New Income Tax Bill: Finance Minister Nirmala Sitharaman may present the New Income Tax Bill in the Lok Sabha on Thursday. It has been made easy in many ways so that a common man does not have any problem in understanding it.
New Income Tax Bill: Finance Minister Nirmala Sitharaman may introduce the New Income Tax Bill 2025 in the Lok Sabha on Thursday, February 13, 2025. The purpose of this bill is to simplify the income tax laws so that even a common man can easily understand it.
New law contained in 622 pages
The new Income Tax Act consists of 536 sections, 23 chapters and 16 schedules, which have been contained in just 622 pages. The purpose of the new Income Tax Bill is not to introduce any new law, but to simplify the language of the existing Income Tax Act, 1961. This six-decade-old law has 298 sections and 14 schedules. When this Act was introduced, it had 880 pages. The new law is expected to come into force from April 1, 2026.

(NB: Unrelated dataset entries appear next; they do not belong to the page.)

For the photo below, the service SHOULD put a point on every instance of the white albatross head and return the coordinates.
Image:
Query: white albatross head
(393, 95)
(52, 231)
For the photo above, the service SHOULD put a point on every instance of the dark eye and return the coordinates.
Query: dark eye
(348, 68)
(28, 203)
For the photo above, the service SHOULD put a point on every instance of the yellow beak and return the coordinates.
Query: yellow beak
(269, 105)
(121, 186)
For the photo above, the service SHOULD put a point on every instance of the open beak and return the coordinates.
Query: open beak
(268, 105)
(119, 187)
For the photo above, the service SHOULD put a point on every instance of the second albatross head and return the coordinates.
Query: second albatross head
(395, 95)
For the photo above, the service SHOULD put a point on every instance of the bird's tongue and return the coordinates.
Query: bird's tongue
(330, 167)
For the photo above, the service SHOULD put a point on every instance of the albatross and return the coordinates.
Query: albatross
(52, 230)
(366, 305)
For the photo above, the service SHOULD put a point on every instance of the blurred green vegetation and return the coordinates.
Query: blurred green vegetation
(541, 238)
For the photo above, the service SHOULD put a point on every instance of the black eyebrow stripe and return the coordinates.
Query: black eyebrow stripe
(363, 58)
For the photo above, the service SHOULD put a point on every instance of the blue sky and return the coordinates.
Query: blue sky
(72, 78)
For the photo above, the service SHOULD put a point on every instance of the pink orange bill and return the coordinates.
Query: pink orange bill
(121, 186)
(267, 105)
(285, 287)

Short sentences used in the new bill
In the new Income Tax Bill, unnecessary sections related to fringe benefit tax have been removed. The new Income Tax Bill will have neither long sentences, nor explanations, nor provisions. This will make it easier to understand. Short sentences have been used in the new bill. It has been made easy with the use of tables and formulas.
In this, tables have been made for provisions related to TDS, estimated taxation, deduction on salary and bad debts. Along with this, the Taxpayers Charter has also been included in the bill, which explains what are the rights of the taxpayer and what are their responsibilities.
Only tax year mentioned in the new law
Let us tell you that in this new proposed law, the term ‘previous year’ used in the Income Tax Act, 1961 has been changed to ‘Tax Year’. Also, the concept of tax assessment year has also been abolished. Suppose you pay tax on the income of 2023-24 in the assessment year 2024-25. This concept has been abolished in the new law. Now only the tax year has been mentioned in it.
After being likely introduced in the Lok Sabha on Thursday, it will be sent to the Parliamentary Standing Committee on Finance for further discussion.